En 1948, le comédien s’envole pour le Vieux Continent afin de parfaire son art en France, propulsé par une bourse d’étude du gouvernement québécois. Il jouera à la Comédie de Saint-Étienne pendant deux ans, puis se joindra au Théâtre populaire dirigé par le célèbre Jean Vilar où il fera ses preuves aux côtés de Gérard Philippe et Philippe Noiret. Son passage en sol parisien, ainsi que celui de son épouse, Denise Vachon, sera notamment célébré par le Figaro Littéraire qui louera leur «expérience, leur conscience, leur métier et leur sincérité».

Un acteur prolifique
De retour au Québec, en 1955, les contrats pleuvent. Au petit écran, il incarne l’emphatique père Alexandre dans Les Plouffe, mais c’est au grand écran qu’il rencontrera pour la première fois le personnage qui le rendra si cher aux Québécois, l’Alexis de Claude-Henri Grignon. En 1949, il est du premier long métrage d’Un Homme et son péché. L’année suivante, il est aussi de la seconde mouture intitulée cette fois Séraphin. Au petit écran cependant, c’est Gabriel Gascon qui héritera d’abord du rôle d’Alexis dans Les Belles Histoires des pays d’en haut. Un rôle qui reviendra plus tard à Guy Provost, qui reprendra tout naturellement les gestes du bel Alexis.
Guy Provost aura été l’un des acteurs québécois les plus prolifiques. Sa présence aura littéralement traversé le petit écran, irradiant sans interruption les ondes de sa sombre prestance. De son présent rôle d’anarchiste indécrottable dans Mon Meilleur Ennemi, à Terre Humaine, en passant par Sous un ciel variable, Symphorien, Duplessis ou Le Paradis terrestre, Guy Provost aura partagé les soirées de milliers de Québécois.
Tout aussi impliqué au théâtre, on aura dit de lui, dans les années 50 et 60, qu’il souffrait de «Duceppite aiguë» tant il travaillait. Son magnétisme, sa voix profonde et sa grande écoute en aura fait un partenaire de jeu recherché. Au cinéma, on se souviendra principalement de lui dans Les Ordres, de Michel Brault.
Le comédien aura aussi touché à l’animation, d’abord à la barre de La Vie qui bat, pendant dix ans, puis à la radio, avec Place aux femmes, qu’il a coanimé avec Lise Payette pendant sept ans. Cet horaire chargé ne l’a pas empêché de se consacrer également à la cause de la Fondation du Centre hospitalier de longue durée de Hull, pour laquelle il a déployé de grandes énergies.
La carrière de Guy Provost, considéré comme un roc par le milieu culturel, a été couronnée par de nombreux prix.
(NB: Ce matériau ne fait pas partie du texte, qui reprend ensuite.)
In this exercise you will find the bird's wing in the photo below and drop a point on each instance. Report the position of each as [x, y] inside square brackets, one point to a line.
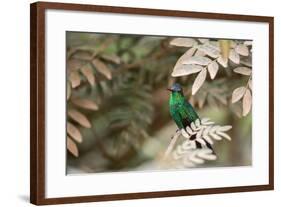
[176, 116]
[187, 114]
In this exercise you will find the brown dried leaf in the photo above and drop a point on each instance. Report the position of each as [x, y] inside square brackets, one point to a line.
[183, 70]
[183, 42]
[74, 79]
[248, 42]
[242, 50]
[247, 102]
[234, 56]
[223, 62]
[72, 147]
[86, 104]
[238, 94]
[74, 132]
[225, 48]
[185, 56]
[102, 68]
[210, 49]
[68, 90]
[112, 58]
[200, 53]
[201, 77]
[79, 118]
[243, 70]
[88, 73]
[83, 55]
[199, 60]
[213, 68]
[74, 65]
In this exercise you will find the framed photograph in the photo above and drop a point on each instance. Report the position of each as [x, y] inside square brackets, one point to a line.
[130, 103]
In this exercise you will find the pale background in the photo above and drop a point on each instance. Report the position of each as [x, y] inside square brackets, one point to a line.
[14, 110]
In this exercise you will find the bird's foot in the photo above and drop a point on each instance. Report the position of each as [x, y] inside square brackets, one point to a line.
[177, 131]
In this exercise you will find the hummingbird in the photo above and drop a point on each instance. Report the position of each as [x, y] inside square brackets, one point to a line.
[183, 112]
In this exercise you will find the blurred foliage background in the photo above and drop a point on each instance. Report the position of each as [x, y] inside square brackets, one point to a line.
[117, 103]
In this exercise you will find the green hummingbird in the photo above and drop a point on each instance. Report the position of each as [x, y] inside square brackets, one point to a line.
[183, 112]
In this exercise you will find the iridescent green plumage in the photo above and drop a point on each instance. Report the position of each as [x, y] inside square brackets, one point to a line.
[181, 110]
[183, 113]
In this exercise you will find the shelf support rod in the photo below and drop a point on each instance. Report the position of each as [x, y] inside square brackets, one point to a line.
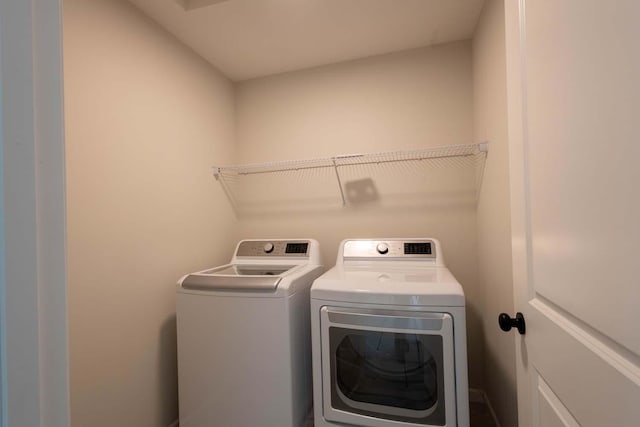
[335, 168]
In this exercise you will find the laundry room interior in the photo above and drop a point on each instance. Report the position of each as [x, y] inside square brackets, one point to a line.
[149, 119]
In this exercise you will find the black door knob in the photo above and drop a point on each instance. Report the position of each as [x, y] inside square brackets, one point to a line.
[506, 322]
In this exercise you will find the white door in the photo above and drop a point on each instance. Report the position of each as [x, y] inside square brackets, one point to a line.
[574, 127]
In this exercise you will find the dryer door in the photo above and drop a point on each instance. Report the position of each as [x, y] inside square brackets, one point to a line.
[388, 368]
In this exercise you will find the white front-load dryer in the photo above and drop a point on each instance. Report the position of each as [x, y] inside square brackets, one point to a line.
[244, 339]
[389, 338]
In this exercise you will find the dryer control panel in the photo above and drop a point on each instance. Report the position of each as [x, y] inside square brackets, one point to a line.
[390, 248]
[273, 248]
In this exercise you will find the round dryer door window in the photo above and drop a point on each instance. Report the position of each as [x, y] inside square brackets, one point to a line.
[388, 367]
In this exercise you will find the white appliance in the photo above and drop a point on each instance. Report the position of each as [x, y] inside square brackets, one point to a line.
[389, 338]
[244, 345]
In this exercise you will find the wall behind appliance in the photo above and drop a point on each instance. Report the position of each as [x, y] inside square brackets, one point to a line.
[494, 232]
[145, 120]
[413, 99]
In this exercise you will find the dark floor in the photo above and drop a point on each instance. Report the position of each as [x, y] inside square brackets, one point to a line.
[478, 412]
[480, 415]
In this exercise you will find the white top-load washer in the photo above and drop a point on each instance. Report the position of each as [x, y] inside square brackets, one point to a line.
[244, 340]
[389, 338]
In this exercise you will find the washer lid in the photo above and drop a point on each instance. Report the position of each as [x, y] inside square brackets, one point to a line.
[237, 277]
[427, 286]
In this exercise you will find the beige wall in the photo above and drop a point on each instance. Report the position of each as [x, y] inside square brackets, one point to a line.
[145, 121]
[494, 233]
[406, 100]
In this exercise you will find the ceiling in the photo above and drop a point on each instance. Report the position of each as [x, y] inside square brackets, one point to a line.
[252, 38]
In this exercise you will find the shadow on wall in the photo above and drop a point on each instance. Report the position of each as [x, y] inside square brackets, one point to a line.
[168, 371]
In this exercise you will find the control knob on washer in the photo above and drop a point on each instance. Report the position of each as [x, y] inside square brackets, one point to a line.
[382, 248]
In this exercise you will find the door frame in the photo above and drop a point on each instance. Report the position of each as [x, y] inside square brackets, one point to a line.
[33, 346]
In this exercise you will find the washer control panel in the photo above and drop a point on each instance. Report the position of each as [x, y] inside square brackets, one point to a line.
[273, 248]
[410, 248]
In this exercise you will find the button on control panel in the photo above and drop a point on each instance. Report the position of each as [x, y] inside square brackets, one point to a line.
[268, 247]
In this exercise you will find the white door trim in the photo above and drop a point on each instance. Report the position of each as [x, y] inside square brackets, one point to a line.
[520, 232]
[33, 286]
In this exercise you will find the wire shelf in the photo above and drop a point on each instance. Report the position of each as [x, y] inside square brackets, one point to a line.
[302, 185]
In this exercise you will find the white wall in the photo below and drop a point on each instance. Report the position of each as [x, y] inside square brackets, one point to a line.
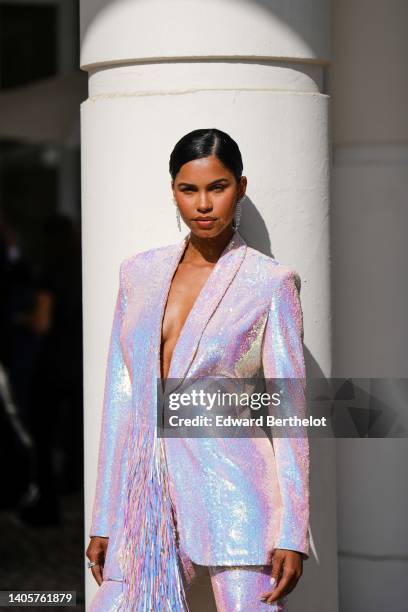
[369, 87]
[259, 76]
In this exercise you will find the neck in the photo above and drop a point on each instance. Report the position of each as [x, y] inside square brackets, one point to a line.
[207, 249]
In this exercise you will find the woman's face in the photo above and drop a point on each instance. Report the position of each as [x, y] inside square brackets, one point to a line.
[206, 188]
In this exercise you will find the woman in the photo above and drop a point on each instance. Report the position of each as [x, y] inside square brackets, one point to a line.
[210, 305]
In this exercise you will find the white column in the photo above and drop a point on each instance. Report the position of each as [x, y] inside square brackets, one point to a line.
[369, 86]
[256, 70]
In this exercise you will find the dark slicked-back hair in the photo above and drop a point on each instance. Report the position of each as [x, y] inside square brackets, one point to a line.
[203, 143]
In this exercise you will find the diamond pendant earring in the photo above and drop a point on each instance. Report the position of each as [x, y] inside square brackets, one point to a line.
[177, 214]
[237, 215]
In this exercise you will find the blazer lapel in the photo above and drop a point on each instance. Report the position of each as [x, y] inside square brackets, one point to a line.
[204, 306]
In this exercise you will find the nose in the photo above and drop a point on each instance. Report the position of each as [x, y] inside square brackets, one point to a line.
[204, 203]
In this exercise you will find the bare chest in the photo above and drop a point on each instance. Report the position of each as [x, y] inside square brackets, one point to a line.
[185, 288]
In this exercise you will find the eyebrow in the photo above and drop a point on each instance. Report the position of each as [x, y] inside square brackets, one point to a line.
[220, 180]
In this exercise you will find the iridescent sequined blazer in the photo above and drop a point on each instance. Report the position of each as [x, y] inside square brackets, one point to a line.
[235, 499]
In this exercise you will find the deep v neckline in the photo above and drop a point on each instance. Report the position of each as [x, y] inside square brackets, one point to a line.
[174, 269]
En 1987, l’Association québécoise des critiques de théâtre lui a décerné le prix de la meilleure interprétation. En 1996, il a reçu le Masque Hommage aux Compagnons de Saint-Laurent de même que le Gémeaux de la meilleure interprétation masculine, un bon coup qu’il a réitéré l’année suivante. En 2003, Adrienne Clarkson l’a nommé officier de l’Ordre du Canada alors que Jean Charest le faisait chevalier de l’Ordre national du Québec la même année.